First is H/C and C/H( they share the same outcome and are no different in any way from each other. Order does not matter at all.

Second is H/H.

So it's 50/50 easy.

this

>one is already criting, meaning you only need to account the other.
Yes, but that scenario unfolds twice, whereas double crit only once.

I'd make a quick computer program to demonstrate it but you'd just say I made it up

>order does not matter
If I flip two coins and one is heads, what is the probability that the other is heads? While the question says nothing about order, the answer is determined by it: 1/3, because HT and TH are independent events.

>enemy has 3 hp
>hit does 1 damage
>crit does two
>hit has 50% chance to be a crit
>enemy killed in two hits
>what is probability both hits were a crit
I always thought of it like that, so while having two hits happen without a crit is possible, its just not the scenario we are looking at

I think it's the difference between people calculating how often one would crit if repeated(33%), versus a one time scenario where one of the two hits must be a crit, thus the only probability is in one of the two attacks.

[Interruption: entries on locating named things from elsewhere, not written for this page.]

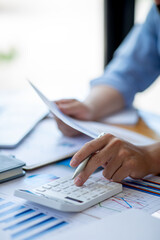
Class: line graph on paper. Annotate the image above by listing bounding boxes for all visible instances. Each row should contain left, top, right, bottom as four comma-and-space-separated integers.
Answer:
84, 188, 160, 218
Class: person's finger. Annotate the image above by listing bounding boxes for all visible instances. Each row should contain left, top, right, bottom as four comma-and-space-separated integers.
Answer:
70, 134, 114, 167
75, 141, 120, 186
103, 145, 129, 179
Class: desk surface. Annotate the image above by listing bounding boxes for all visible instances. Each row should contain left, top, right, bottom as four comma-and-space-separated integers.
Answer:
0, 111, 160, 240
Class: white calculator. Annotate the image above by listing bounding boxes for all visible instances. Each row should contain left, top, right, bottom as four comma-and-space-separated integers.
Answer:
14, 175, 122, 212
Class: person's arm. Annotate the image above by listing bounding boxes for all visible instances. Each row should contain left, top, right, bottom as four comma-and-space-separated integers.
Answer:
70, 134, 160, 186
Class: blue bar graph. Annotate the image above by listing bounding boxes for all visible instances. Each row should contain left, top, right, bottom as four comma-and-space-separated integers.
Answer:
3, 213, 46, 230
0, 206, 25, 219
24, 221, 68, 240
0, 202, 14, 210
11, 217, 56, 239
0, 198, 69, 240
0, 209, 35, 223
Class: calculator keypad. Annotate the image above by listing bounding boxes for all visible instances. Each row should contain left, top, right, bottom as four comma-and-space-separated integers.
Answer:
35, 176, 118, 202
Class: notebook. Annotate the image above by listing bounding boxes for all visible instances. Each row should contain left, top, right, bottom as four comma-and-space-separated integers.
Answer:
0, 154, 25, 183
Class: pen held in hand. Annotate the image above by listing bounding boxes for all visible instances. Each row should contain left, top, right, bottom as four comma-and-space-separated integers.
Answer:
72, 133, 105, 179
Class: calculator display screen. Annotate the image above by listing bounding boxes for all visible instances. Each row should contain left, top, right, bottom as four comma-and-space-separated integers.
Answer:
65, 197, 83, 203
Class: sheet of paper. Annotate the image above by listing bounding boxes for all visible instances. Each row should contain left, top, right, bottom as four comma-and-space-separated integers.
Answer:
55, 210, 160, 240
0, 165, 160, 240
102, 108, 139, 125
30, 80, 154, 145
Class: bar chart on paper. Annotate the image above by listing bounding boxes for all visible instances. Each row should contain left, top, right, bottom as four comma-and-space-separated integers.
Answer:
85, 188, 160, 219
0, 198, 69, 240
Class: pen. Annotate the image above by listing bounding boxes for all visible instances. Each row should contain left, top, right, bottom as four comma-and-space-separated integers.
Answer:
72, 132, 105, 179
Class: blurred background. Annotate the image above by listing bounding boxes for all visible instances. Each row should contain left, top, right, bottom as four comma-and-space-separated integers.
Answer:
0, 0, 160, 113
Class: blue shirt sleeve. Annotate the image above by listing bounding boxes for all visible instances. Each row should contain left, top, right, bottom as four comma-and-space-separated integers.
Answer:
90, 5, 160, 106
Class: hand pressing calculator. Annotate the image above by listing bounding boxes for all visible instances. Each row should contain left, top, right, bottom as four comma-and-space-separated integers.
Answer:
14, 175, 122, 212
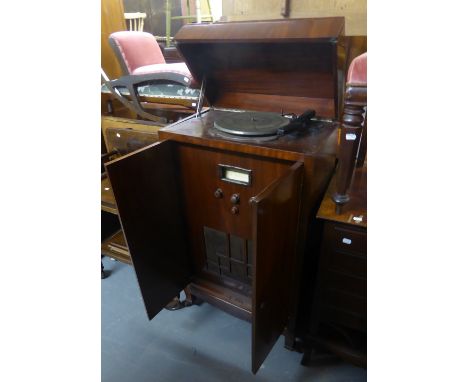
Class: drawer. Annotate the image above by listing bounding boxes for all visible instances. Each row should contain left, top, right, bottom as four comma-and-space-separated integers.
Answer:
326, 250, 367, 279
321, 306, 367, 332
322, 289, 367, 317
325, 224, 367, 256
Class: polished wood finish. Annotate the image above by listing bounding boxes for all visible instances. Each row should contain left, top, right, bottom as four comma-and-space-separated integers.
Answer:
160, 45, 184, 64
101, 230, 132, 265
333, 84, 367, 207
105, 127, 159, 155
101, 0, 127, 78
107, 19, 345, 372
106, 141, 191, 319
175, 17, 345, 118
317, 167, 367, 228
175, 17, 344, 42
303, 167, 367, 367
101, 176, 117, 215
249, 162, 304, 373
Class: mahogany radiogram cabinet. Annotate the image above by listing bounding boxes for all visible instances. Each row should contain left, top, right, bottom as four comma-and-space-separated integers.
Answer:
106, 17, 346, 373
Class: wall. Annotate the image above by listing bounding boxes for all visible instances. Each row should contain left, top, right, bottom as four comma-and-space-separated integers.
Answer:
223, 0, 367, 36
101, 0, 125, 79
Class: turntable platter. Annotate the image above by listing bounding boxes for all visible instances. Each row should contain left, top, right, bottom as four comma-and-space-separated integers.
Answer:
214, 111, 290, 137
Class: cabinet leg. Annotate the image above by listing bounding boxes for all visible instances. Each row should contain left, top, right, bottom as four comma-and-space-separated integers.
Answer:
164, 294, 184, 310
101, 260, 106, 280
184, 288, 193, 306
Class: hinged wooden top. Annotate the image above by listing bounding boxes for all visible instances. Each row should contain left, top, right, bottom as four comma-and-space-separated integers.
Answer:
175, 17, 344, 118
175, 17, 345, 44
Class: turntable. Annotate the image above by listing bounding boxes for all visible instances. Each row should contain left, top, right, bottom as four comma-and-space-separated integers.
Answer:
106, 17, 345, 373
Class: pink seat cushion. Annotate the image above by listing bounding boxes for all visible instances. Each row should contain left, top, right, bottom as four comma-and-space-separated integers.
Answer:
347, 52, 367, 85
109, 31, 166, 73
131, 62, 195, 86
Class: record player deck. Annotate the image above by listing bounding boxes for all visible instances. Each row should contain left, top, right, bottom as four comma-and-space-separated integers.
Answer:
106, 18, 345, 373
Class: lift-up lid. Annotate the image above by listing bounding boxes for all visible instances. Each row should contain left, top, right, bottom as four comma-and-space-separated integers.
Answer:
175, 17, 344, 117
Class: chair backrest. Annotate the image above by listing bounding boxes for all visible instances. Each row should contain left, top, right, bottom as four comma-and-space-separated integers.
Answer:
109, 31, 166, 74
124, 12, 146, 31
346, 52, 367, 85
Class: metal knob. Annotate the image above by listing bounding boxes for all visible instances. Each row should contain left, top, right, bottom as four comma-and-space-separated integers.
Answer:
231, 194, 240, 204
215, 188, 223, 199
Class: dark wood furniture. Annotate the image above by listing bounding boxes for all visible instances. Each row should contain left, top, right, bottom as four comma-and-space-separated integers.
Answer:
106, 18, 346, 373
303, 54, 367, 367
101, 117, 161, 264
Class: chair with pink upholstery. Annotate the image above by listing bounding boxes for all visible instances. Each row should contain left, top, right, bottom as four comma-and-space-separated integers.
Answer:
333, 52, 367, 210
103, 31, 199, 120
109, 31, 194, 86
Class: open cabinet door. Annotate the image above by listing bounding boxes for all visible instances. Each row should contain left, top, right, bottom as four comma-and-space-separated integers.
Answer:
250, 162, 303, 373
106, 141, 190, 320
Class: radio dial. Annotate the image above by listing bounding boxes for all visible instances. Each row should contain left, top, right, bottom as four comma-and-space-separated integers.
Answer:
231, 194, 240, 204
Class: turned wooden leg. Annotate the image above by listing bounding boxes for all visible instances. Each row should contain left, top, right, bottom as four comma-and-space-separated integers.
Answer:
164, 293, 184, 310
184, 287, 193, 306
101, 259, 106, 279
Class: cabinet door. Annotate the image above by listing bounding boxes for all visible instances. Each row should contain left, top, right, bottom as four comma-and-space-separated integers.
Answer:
250, 162, 303, 373
106, 141, 190, 320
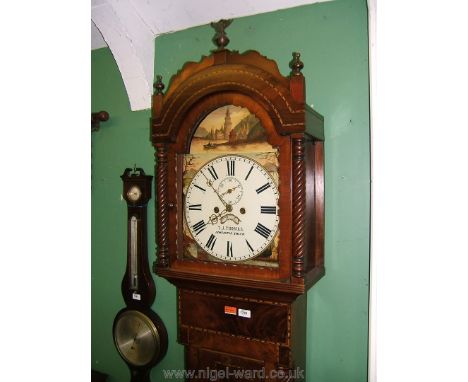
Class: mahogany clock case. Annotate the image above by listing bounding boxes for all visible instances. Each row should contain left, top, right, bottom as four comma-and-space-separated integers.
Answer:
152, 49, 324, 296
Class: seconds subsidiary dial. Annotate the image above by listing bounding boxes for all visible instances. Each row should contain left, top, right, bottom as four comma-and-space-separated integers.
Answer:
185, 155, 279, 262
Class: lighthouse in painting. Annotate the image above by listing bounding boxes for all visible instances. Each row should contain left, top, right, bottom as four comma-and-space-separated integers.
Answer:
223, 107, 232, 140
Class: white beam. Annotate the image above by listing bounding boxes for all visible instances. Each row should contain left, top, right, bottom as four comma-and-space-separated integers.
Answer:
91, 0, 154, 111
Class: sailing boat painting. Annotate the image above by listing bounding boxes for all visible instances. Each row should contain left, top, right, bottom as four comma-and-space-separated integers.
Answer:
190, 105, 274, 153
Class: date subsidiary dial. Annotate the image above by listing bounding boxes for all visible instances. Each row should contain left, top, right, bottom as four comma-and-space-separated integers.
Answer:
184, 155, 279, 262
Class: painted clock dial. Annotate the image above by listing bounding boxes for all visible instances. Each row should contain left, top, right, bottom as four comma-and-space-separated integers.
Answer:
184, 155, 279, 262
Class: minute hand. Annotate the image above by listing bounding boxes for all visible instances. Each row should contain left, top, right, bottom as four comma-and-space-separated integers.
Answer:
202, 172, 228, 207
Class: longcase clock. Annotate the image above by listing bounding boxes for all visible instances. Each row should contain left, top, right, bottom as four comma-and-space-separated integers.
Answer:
151, 21, 324, 380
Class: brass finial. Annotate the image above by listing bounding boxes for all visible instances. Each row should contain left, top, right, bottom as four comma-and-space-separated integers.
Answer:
153, 74, 165, 94
211, 19, 232, 50
289, 52, 304, 76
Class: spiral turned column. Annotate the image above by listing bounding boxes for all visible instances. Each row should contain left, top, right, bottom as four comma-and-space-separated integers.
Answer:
155, 144, 169, 267
292, 137, 306, 277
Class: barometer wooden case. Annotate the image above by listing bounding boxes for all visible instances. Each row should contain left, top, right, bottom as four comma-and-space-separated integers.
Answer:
112, 168, 167, 382
151, 21, 324, 380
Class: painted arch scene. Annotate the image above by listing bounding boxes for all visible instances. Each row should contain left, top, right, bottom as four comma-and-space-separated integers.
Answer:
190, 105, 273, 154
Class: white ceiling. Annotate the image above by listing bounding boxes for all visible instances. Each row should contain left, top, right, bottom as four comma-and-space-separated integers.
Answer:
91, 0, 330, 110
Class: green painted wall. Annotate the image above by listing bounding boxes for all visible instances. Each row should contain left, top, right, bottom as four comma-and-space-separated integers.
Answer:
91, 0, 370, 382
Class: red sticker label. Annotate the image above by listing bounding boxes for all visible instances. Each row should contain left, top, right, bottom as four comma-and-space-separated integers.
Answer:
224, 305, 237, 316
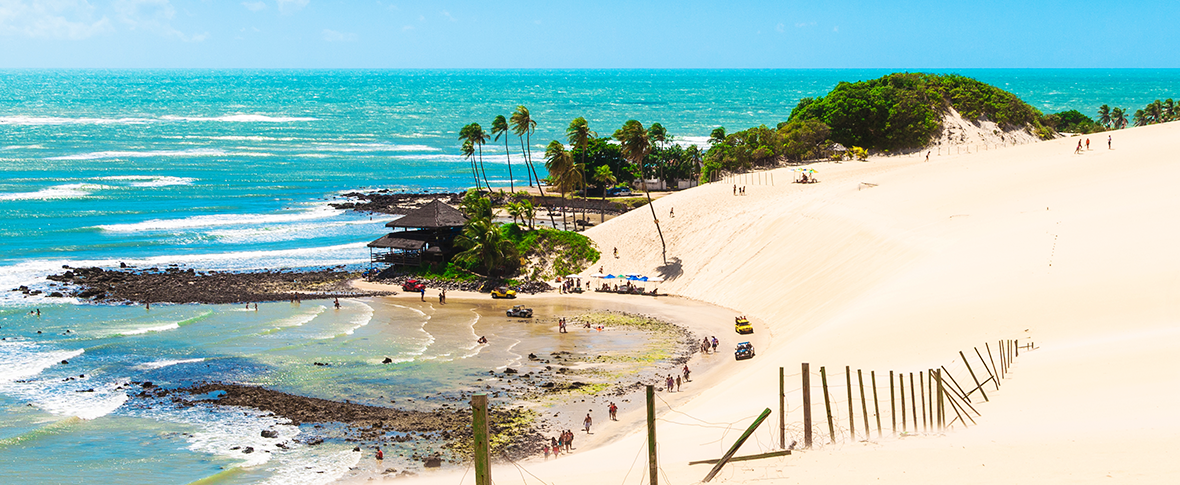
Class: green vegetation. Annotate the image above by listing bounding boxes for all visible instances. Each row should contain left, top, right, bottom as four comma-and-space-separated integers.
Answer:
500, 224, 602, 276
788, 73, 1041, 150
1041, 105, 1109, 133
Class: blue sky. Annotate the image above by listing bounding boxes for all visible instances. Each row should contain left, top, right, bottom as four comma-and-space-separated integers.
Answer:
0, 0, 1180, 68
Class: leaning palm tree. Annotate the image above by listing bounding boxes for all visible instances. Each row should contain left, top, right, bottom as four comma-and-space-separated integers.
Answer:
565, 117, 598, 228
1099, 105, 1110, 127
545, 139, 573, 230
594, 165, 618, 224
459, 123, 492, 192
460, 139, 480, 190
615, 119, 668, 264
511, 106, 545, 192
1134, 110, 1151, 126
492, 114, 516, 192
1110, 107, 1127, 130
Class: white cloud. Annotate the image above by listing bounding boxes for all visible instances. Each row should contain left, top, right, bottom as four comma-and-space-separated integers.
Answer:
323, 28, 356, 42
111, 0, 209, 42
0, 0, 114, 40
275, 0, 308, 13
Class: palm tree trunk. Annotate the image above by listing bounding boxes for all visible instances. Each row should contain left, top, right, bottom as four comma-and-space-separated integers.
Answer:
640, 175, 668, 264
504, 137, 516, 194
477, 143, 492, 194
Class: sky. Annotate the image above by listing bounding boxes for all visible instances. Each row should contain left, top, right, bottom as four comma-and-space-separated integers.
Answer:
0, 0, 1180, 68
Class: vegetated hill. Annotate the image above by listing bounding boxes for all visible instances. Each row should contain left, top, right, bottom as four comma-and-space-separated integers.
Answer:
788, 73, 1053, 151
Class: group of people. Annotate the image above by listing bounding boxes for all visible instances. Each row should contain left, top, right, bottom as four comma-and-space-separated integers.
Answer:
542, 431, 578, 460
698, 336, 720, 354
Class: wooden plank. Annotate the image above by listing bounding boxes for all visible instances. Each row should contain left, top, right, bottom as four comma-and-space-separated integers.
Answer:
688, 450, 791, 465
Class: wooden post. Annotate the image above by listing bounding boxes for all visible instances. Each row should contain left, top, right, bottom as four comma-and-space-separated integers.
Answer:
698, 407, 771, 485
647, 385, 660, 485
913, 371, 929, 433
857, 369, 872, 439
933, 369, 946, 431
819, 366, 835, 445
943, 367, 983, 415
983, 342, 1001, 391
897, 374, 909, 433
779, 367, 787, 450
975, 343, 999, 400
868, 371, 881, 439
844, 366, 857, 443
910, 372, 918, 433
471, 394, 492, 485
802, 362, 811, 448
942, 363, 966, 403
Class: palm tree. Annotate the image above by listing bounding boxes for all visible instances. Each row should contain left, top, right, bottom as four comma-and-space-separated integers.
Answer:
459, 123, 492, 192
594, 165, 618, 223
1134, 110, 1151, 126
454, 217, 516, 276
460, 139, 480, 190
1099, 105, 1110, 127
615, 119, 668, 264
545, 139, 573, 230
565, 117, 598, 229
511, 106, 545, 192
492, 114, 516, 192
1110, 107, 1127, 130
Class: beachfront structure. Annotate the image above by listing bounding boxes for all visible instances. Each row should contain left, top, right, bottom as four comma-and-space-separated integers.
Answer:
368, 199, 467, 267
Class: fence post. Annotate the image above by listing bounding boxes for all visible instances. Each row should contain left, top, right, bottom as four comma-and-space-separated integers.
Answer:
779, 367, 787, 450
802, 362, 811, 448
844, 366, 857, 443
819, 366, 835, 445
889, 371, 905, 434
983, 342, 1001, 391
647, 385, 660, 485
975, 343, 999, 392
857, 369, 872, 440
868, 371, 881, 439
471, 394, 492, 485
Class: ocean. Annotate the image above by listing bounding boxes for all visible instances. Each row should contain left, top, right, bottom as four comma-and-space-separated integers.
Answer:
0, 70, 1180, 484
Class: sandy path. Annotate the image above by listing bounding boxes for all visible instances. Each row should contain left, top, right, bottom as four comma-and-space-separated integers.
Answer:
349, 123, 1180, 485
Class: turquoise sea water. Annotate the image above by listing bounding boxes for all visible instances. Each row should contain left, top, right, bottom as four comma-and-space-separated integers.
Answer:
0, 70, 1180, 484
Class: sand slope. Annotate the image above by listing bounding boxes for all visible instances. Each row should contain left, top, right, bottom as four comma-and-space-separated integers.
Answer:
398, 123, 1180, 484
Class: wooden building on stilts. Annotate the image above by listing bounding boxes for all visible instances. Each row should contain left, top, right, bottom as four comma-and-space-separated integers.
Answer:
368, 199, 467, 267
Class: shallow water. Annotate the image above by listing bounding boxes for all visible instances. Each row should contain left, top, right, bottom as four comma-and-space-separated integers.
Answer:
0, 70, 1180, 484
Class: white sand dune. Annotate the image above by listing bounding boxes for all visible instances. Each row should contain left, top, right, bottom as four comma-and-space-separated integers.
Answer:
394, 123, 1180, 485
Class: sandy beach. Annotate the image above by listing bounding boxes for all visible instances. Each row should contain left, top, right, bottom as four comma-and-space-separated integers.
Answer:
346, 124, 1180, 484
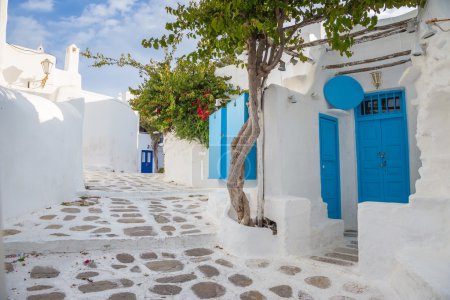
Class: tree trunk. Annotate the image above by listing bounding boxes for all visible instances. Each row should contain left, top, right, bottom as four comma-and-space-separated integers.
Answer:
227, 39, 261, 225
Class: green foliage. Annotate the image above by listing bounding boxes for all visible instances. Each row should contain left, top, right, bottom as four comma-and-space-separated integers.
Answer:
126, 55, 239, 146
146, 0, 425, 64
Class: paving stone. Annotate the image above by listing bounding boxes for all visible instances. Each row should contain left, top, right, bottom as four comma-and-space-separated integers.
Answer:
2, 229, 20, 236
245, 259, 270, 269
92, 227, 111, 233
298, 291, 314, 300
310, 256, 353, 267
27, 284, 53, 292
108, 292, 137, 300
27, 292, 66, 300
145, 260, 184, 272
122, 214, 142, 218
5, 262, 14, 273
325, 253, 358, 262
215, 258, 234, 268
89, 207, 103, 214
172, 217, 186, 223
161, 226, 177, 231
123, 226, 158, 236
130, 266, 141, 273
117, 218, 145, 224
278, 266, 302, 275
342, 282, 369, 294
228, 274, 253, 287
140, 252, 158, 259
180, 224, 195, 229
181, 229, 201, 234
116, 253, 134, 264
269, 285, 292, 298
191, 282, 226, 299
184, 248, 214, 256
153, 215, 170, 224
39, 215, 56, 221
150, 284, 181, 296
61, 207, 81, 214
198, 265, 220, 277
70, 225, 97, 231
155, 273, 197, 283
120, 278, 134, 287
240, 291, 267, 300
30, 266, 59, 278
50, 232, 70, 237
75, 271, 99, 279
78, 280, 119, 293
161, 252, 177, 258
45, 224, 62, 229
305, 276, 331, 289
83, 216, 100, 222
111, 265, 127, 270
63, 215, 77, 221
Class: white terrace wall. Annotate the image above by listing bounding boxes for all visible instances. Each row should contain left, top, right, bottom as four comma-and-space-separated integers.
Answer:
0, 87, 84, 220
82, 91, 139, 172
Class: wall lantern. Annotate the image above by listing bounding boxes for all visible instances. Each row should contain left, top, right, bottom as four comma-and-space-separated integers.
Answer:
41, 58, 53, 88
370, 71, 382, 89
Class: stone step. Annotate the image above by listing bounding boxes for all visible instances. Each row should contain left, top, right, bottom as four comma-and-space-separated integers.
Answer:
334, 247, 358, 256
325, 252, 358, 262
310, 256, 354, 267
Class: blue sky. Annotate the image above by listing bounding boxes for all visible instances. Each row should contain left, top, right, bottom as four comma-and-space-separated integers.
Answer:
7, 0, 414, 96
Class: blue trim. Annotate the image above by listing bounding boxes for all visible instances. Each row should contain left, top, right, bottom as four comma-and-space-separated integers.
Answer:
354, 88, 411, 203
319, 113, 342, 219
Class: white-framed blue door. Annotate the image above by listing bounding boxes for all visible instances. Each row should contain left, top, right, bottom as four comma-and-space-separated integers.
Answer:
319, 114, 341, 219
355, 90, 410, 203
141, 150, 153, 173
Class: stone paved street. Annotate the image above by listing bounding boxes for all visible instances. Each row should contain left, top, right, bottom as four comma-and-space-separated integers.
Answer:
4, 172, 390, 300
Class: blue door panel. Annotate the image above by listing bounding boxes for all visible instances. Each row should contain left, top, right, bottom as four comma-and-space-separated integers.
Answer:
319, 114, 341, 219
355, 91, 409, 203
141, 150, 153, 173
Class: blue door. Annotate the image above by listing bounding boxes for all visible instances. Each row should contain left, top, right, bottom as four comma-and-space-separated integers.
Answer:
319, 114, 341, 219
355, 91, 409, 203
141, 150, 153, 173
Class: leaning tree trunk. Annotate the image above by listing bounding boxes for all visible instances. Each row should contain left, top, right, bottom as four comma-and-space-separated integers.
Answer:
227, 40, 261, 225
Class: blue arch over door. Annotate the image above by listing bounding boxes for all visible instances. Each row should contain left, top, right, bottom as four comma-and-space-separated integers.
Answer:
355, 90, 410, 203
319, 114, 341, 219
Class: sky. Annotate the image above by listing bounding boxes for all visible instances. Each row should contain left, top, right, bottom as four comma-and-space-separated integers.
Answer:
7, 0, 410, 96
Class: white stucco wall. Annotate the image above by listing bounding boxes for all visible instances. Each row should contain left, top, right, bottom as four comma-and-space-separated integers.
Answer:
0, 87, 84, 219
82, 91, 139, 172
137, 132, 164, 173
359, 0, 450, 299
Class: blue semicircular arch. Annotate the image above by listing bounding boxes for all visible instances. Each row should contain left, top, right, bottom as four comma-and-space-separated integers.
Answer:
323, 76, 364, 110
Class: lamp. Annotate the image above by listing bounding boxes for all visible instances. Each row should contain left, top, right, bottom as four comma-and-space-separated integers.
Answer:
290, 56, 298, 66
422, 23, 437, 39
41, 58, 53, 88
370, 71, 382, 89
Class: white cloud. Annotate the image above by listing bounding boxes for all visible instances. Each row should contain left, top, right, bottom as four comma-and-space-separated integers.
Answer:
7, 17, 50, 49
21, 0, 53, 12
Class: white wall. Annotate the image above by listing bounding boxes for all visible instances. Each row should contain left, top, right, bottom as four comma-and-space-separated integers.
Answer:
82, 91, 139, 172
137, 132, 164, 173
0, 87, 84, 220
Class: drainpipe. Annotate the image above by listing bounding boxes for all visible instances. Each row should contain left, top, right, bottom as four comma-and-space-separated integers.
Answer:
0, 0, 8, 85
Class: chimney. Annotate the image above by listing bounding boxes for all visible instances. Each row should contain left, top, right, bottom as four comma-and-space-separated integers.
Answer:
64, 44, 80, 73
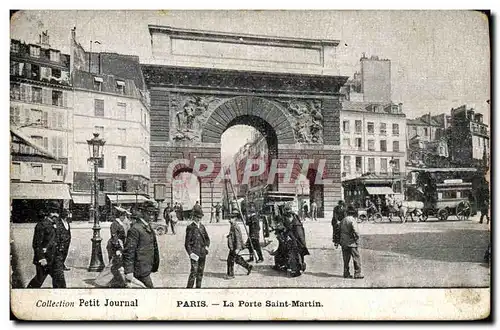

doesn't matter, one is guaranteed to flip to heads, anything else is you complicating the problem.

one of the hits is a guaranteed crit, so shouldn't it be 50%? order of hits doesn't matter because they both need to be crits and one is definitely a crit

100% because I'm a chad warrior and you're a pussy ass bitch hunter hiding in the back. Fuck you faggot.

If youre guaranteed one and the second has a 50% thats 25% for both. Come on kids.

Based and mathpilled.
The rest should be permabanned.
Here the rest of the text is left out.